Motivated by this argument, the groupoid \({\mathcal C}= \{(g,A)\}\), \((g, A)(g', A')= (g\circ g', A')\) providing \(A= g'(A')\) is introduced. Here \(A\) is any simply connected domain of the Riemann sphere \(\widehat{\mathbb{C}}\) and \(g: A\to\widehat{\mathbb{C}}\) is a univalent conformal map (\(A\) is often assumed to be the hyperbolic type). The topology of \({\mathcal C}\) is defined similarly to the topology of a sheaf (§2.2). So it is not Hausdorff and the tangent space becomes a Fréchet space. But based on Hadamard derivation, the \(A\)-differentiation is defined on a suitable class of functions defined on a neighborhood of a point \(\Sigma\) of \({\mathcal C}\) by \[ \lim_{\eta\to 0} {f(g_\eta\cdot\Sigma)- f(\Sigma)\over\eta}= \nabla^A f(\Sigma)/h,\quad h=\partial(g_\eta; \eta> 0) \] (Definition 3.4). The definiton of the path \((g_\eta)\) is given in §3.1. \(\nabla^Af(\Sigma)\) is a linear functional on \(H^{<}(A)\), the space of holomorphic vector fields on \(A\) and the fiber of the tangent bundle of \({\mathcal C}\). The conformal derivative of \(f\) at \(\Sigma\) is defined to be \(\nabla^A(\Sigma)\). By the structure of the dual of \(H^{<}(A)\) (see Lemma 3.1 in [W. Rudin, Functional analysis. New York, NY: McGraw-Hill Book Comp. (1973; Zbl 0253.46001)]), there is a class \(\Delta^Af(\Sigma)= \{\gamma+u: u\in H^{<}(A)\}\), where \(\gamma\) is a holomorphic vector field on an annular neighborhood of \(\partial A\). This class is referred to as the holomorphic \(A\)-class of \(f\) at \(\Sigma\). For any \(a\in\widehat{\mathbb{C}}\setminus A\), there is a unique member of this class given by \[ \{z\to \Delta^A_{a;z} f(\Sigma)\in H^{<}_a(\widehat{\mathbb{C}}\setminus A)\}. \] These are called “holomorphic \(A\)-derivative of \(f\) at \(\Sigma\)”. Then it is shown \(\Delta^A_{a;z}f(\Sigma)\) to be independent of \(a\), so denote by \(\Delta^{[A]}f(\Sigma)\) (Theorem 3.1). If the \(B\)-derivative of \(f\) at \(\Sigma\) is zero, it is shown \[ \Delta^{[A]}_wf(\Sigma)=(\partial g(w))^2 \Delta^{[A]}_{g(w)} f'(\Sigma') \] (Corollary 3.11). This general theory is applied to CFT, taking conformal derivatives of correlation functions with conjugation of a global holomorphic derivative anda it reproduces the conformal Ward identity and the boundary condition of Theorem 4.1 in [J. Cardy, “Conformal invariance and surface critical behavior”, Nucl. Phys. B 240, 514 (1984)].

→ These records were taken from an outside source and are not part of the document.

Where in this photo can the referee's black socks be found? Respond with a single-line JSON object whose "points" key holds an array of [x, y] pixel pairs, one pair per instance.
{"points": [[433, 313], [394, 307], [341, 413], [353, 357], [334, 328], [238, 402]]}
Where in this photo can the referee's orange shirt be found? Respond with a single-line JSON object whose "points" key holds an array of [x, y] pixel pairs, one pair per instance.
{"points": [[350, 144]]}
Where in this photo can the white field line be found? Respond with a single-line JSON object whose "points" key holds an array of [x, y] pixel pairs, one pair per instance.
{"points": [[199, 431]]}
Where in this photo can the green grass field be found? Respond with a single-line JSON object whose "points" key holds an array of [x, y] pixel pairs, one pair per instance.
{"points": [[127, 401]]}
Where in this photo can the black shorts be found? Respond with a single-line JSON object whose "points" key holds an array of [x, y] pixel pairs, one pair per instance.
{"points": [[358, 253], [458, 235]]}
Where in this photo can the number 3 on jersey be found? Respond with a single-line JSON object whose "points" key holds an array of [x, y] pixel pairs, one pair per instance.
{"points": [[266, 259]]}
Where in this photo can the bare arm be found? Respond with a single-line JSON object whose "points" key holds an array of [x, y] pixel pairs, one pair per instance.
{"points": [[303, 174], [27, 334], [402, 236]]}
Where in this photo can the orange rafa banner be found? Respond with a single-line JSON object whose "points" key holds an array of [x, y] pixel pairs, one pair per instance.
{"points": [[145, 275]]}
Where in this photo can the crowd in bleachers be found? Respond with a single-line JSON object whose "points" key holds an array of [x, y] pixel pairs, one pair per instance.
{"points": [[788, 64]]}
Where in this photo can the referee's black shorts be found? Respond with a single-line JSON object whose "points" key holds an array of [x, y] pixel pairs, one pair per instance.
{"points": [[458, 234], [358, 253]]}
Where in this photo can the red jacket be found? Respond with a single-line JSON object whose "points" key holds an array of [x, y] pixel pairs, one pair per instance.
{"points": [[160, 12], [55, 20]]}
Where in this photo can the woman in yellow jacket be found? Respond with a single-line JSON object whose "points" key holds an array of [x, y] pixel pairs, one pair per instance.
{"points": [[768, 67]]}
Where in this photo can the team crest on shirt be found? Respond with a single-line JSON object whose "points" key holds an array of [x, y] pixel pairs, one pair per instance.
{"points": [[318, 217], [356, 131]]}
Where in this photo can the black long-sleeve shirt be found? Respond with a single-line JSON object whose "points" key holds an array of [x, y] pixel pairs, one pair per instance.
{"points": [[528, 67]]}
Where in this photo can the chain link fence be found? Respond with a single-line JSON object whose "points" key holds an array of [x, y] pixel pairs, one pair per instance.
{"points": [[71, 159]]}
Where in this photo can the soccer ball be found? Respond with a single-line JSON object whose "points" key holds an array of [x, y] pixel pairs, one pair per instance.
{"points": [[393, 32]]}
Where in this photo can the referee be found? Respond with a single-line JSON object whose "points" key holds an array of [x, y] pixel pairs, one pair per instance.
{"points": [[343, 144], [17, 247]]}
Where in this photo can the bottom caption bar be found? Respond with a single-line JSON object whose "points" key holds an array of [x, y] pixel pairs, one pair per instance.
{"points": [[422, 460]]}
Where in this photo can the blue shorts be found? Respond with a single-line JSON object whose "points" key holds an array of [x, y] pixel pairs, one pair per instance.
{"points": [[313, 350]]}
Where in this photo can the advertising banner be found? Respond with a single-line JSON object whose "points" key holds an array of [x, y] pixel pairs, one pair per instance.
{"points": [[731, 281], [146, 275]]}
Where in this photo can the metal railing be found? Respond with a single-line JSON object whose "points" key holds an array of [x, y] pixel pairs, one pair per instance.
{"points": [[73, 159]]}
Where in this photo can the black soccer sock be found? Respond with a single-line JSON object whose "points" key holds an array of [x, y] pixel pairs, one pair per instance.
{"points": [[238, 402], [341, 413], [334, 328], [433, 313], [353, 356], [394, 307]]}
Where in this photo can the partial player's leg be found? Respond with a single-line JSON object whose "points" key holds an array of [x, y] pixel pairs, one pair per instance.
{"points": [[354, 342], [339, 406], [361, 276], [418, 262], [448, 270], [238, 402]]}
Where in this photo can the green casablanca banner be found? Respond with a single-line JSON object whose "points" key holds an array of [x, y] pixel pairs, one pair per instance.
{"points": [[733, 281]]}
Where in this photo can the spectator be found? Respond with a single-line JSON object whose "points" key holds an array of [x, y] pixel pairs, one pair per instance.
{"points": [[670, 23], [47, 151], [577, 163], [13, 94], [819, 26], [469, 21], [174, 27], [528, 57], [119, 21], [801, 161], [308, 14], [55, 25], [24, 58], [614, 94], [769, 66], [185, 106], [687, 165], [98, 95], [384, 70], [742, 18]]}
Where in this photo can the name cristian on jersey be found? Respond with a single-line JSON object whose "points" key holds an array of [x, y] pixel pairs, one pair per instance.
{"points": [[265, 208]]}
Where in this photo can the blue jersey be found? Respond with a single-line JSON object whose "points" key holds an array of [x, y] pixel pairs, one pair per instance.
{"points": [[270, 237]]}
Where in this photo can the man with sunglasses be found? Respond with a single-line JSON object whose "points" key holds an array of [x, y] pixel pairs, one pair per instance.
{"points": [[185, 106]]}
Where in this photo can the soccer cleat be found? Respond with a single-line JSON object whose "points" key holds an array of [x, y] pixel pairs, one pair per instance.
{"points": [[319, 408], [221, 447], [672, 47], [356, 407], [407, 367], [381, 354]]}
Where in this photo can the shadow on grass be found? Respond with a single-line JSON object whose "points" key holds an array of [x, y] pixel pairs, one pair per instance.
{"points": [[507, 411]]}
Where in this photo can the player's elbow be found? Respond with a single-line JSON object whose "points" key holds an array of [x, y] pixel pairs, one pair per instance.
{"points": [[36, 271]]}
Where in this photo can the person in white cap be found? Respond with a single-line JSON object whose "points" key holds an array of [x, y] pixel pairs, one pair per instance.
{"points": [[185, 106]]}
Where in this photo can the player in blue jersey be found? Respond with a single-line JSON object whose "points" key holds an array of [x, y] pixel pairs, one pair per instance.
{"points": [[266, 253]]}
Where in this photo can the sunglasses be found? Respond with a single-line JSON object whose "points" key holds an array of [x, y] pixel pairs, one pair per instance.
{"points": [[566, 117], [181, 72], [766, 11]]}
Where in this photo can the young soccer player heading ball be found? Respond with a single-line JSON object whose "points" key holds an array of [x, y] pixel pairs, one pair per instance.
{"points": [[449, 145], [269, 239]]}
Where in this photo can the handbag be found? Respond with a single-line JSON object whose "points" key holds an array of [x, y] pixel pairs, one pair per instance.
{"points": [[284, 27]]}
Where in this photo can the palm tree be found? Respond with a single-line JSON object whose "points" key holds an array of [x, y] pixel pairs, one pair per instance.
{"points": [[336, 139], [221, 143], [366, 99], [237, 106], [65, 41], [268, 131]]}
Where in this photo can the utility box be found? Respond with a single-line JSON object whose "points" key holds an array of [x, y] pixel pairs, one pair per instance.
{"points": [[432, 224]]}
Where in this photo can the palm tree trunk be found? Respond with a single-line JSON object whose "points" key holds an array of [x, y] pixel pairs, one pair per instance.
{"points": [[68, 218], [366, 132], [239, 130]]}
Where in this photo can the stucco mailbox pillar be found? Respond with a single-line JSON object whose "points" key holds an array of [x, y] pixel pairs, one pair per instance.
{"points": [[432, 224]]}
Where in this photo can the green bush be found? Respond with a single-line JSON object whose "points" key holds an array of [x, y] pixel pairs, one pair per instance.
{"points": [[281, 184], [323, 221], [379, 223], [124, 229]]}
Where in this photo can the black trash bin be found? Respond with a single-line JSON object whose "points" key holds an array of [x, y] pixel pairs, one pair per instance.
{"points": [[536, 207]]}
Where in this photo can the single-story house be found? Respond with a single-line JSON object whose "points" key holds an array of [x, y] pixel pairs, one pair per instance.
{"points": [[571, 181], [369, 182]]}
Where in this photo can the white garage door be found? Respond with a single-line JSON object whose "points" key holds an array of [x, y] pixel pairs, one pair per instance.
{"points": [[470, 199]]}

The topology of \({\mathcal C}\) is defined taking \[ N_{r,K}= \{(g',A'): \max\{d(g(z), g'(z));\, z\in K\}< r,\, K\subset A'\} \] as the neighborhood of \((g, A)\). So it is not Hausdorff and the usual results on Lie groupoid can not be used. In §2, fundamental geometric notions on \({\mathcal C}\), such as vector bundle over \({\mathcal C}\) and their local sections, trajectories, Lie derivatives and so on are presented. Definitions and properties of conformal differentiability are given in §3, which is the main part of this paper. Some technical parts used in this section, such as determination of the dual of \(H^{<}(A)\) (used in the proof of Lemma 3), factorization of conformal maps on annular domain (used in the proof of Theorem 3.3, which derives Corollary 3.11), etc. are given in appendices. In §4, after explaining the conformal Ward identity, extended Ward identities (the conformal Ward identity and the boundary conditions) are derived from conformal derivatives (Theorem 4.1). It is also shown that the one-point average of the stress-energy tensor is \[ (T(w))_{{\mathcal C}}= \Delta^{[\widehat{\mathbb{C}}_w]}_{w[\partial C\cup\partial D]}\log Z(C|D), \] where \(\overline D\subset C\) (§4.4).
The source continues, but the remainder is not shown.